Une variable supplémentaire est l’Ukraine. L’armée kazakhe continue d’utiliser des équipements militaires majoritairement soviétiques ou russes. Cependant, l’industrie de défense russe se concentre fortement sur la production de matériel pour les lignes de front en Ukraine et en mer Noire. Astana n'a pas révélé si la guerre avait affecté le transfert de matériel militaire avec Moscou. Compte tenu du volume de technologie militaire soviéto-russe utilisée par les forces armées kazakhes, la situation pourrait devenir désastreuse si le secteur industriel de défense kazakh ne parvient pas à maintenir ces armes et plates-formes opérationnelles. L'avenir de la guerre et de l'industrie de défense russe déterminera si les utilisateurs de la technologie militaire russo-soviétique en Asie centrale et au-delà chercheront ailleurs de nouveaux équipements.
Enfin, reste l’éternelle question de savoir à qui Washington devrait vendre ses équipements. Le Kazakhstan s’efforce de montrer aux États-Unis qu’il est un partenaire fiable, mais Astana a du travail à faire en matière de bonne gouvernance et de transparence gouvernementale, comme en témoigne le mécontentement populaire contre les autorités qui a provoqué le mois de janvier sanglant de 2022 et ses conséquences. Pendant ce temps, le Turkménistan autoritaire, avec son bilan atroce en matière de droits de l’homme et de démocratie, est un client potentiel dont Washington et les entreprises de défense américaines pourraient s’efforcer de rester à l’écart.

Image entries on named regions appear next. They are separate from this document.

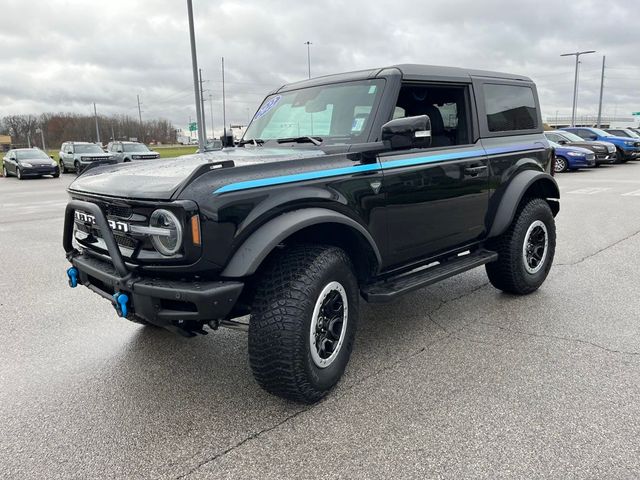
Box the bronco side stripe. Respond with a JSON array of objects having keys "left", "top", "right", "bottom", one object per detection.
[{"left": 213, "top": 144, "right": 543, "bottom": 194}]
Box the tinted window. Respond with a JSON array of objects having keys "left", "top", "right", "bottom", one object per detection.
[
  {"left": 484, "top": 84, "right": 538, "bottom": 132},
  {"left": 393, "top": 83, "right": 471, "bottom": 147}
]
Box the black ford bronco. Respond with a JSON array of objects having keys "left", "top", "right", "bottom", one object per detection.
[{"left": 64, "top": 65, "right": 560, "bottom": 402}]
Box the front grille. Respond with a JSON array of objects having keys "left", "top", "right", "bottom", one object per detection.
[
  {"left": 106, "top": 205, "right": 133, "bottom": 218},
  {"left": 76, "top": 222, "right": 138, "bottom": 250}
]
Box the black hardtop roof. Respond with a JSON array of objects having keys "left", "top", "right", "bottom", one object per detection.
[{"left": 272, "top": 63, "right": 532, "bottom": 93}]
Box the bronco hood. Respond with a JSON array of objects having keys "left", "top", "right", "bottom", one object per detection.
[{"left": 69, "top": 147, "right": 325, "bottom": 200}]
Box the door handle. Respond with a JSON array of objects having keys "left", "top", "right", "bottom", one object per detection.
[{"left": 464, "top": 165, "right": 487, "bottom": 177}]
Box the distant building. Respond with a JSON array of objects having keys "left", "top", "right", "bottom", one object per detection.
[{"left": 0, "top": 135, "right": 11, "bottom": 152}]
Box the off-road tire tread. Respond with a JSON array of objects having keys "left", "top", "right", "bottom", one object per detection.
[
  {"left": 485, "top": 198, "right": 556, "bottom": 295},
  {"left": 249, "top": 244, "right": 357, "bottom": 403}
]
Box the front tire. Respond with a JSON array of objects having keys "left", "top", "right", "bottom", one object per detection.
[
  {"left": 485, "top": 198, "right": 556, "bottom": 295},
  {"left": 249, "top": 245, "right": 359, "bottom": 403}
]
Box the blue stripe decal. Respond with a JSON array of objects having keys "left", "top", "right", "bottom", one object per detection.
[{"left": 213, "top": 144, "right": 542, "bottom": 194}]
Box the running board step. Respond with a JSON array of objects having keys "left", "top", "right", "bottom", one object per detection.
[{"left": 361, "top": 250, "right": 498, "bottom": 303}]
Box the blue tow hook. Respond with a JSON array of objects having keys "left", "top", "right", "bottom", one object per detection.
[
  {"left": 113, "top": 292, "right": 129, "bottom": 317},
  {"left": 67, "top": 267, "right": 78, "bottom": 288}
]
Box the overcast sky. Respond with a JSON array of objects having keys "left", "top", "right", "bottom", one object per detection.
[{"left": 0, "top": 0, "right": 640, "bottom": 135}]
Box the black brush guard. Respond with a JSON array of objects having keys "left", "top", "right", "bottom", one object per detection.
[{"left": 63, "top": 200, "right": 244, "bottom": 335}]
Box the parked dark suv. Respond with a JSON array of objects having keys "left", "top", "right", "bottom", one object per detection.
[{"left": 64, "top": 65, "right": 560, "bottom": 402}]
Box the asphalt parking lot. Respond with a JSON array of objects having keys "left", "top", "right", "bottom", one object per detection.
[{"left": 0, "top": 162, "right": 640, "bottom": 479}]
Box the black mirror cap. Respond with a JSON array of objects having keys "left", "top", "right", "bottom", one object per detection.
[{"left": 381, "top": 115, "right": 431, "bottom": 150}]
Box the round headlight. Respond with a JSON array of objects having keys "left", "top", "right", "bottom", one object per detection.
[{"left": 149, "top": 209, "right": 182, "bottom": 257}]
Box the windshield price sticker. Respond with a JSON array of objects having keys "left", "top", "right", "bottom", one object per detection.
[{"left": 253, "top": 95, "right": 282, "bottom": 118}]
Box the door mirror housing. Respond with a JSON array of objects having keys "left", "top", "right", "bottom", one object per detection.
[{"left": 381, "top": 115, "right": 431, "bottom": 150}]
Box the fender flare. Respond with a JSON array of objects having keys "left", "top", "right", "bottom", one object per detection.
[
  {"left": 489, "top": 170, "right": 560, "bottom": 238},
  {"left": 221, "top": 208, "right": 382, "bottom": 278}
]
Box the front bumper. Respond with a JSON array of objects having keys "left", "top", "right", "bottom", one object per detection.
[
  {"left": 596, "top": 151, "right": 616, "bottom": 165},
  {"left": 63, "top": 200, "right": 244, "bottom": 334},
  {"left": 20, "top": 166, "right": 60, "bottom": 177}
]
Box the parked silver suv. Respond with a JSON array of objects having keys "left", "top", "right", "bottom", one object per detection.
[
  {"left": 107, "top": 142, "right": 160, "bottom": 163},
  {"left": 58, "top": 142, "right": 117, "bottom": 174}
]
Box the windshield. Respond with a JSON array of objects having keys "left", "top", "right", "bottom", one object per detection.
[
  {"left": 16, "top": 148, "right": 51, "bottom": 160},
  {"left": 559, "top": 132, "right": 585, "bottom": 142},
  {"left": 74, "top": 145, "right": 104, "bottom": 153},
  {"left": 243, "top": 79, "right": 384, "bottom": 143},
  {"left": 124, "top": 143, "right": 150, "bottom": 152}
]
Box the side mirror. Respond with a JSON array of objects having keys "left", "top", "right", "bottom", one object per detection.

L'article de Breaking Defense fait un excellent travail en mettant en lumière les ventes d'armes sur le marché de la défense d'Asie centrale. Il est certainement possible que les États-Unis deviennent un fournisseur de certains équipements, dans la mesure où les armées régionales souhaitent moderniser leurs stocks et même augmenter la taille de leurs forces armées (par exemple, Astana est en train de créer un service de réserve militaire). Cependant, plusieurs variables suggèrent que les industries de défense américaines ne deviendront pas de sitôt des acteurs importants dans la région.
Pour plus d’informations, la Société Oxus publie une analyse complète des forces armées d’Asie centrale. Le Chapitre du Tadjikistan a été publié en octobre (l'auteur de ce commentaire contribue au projet).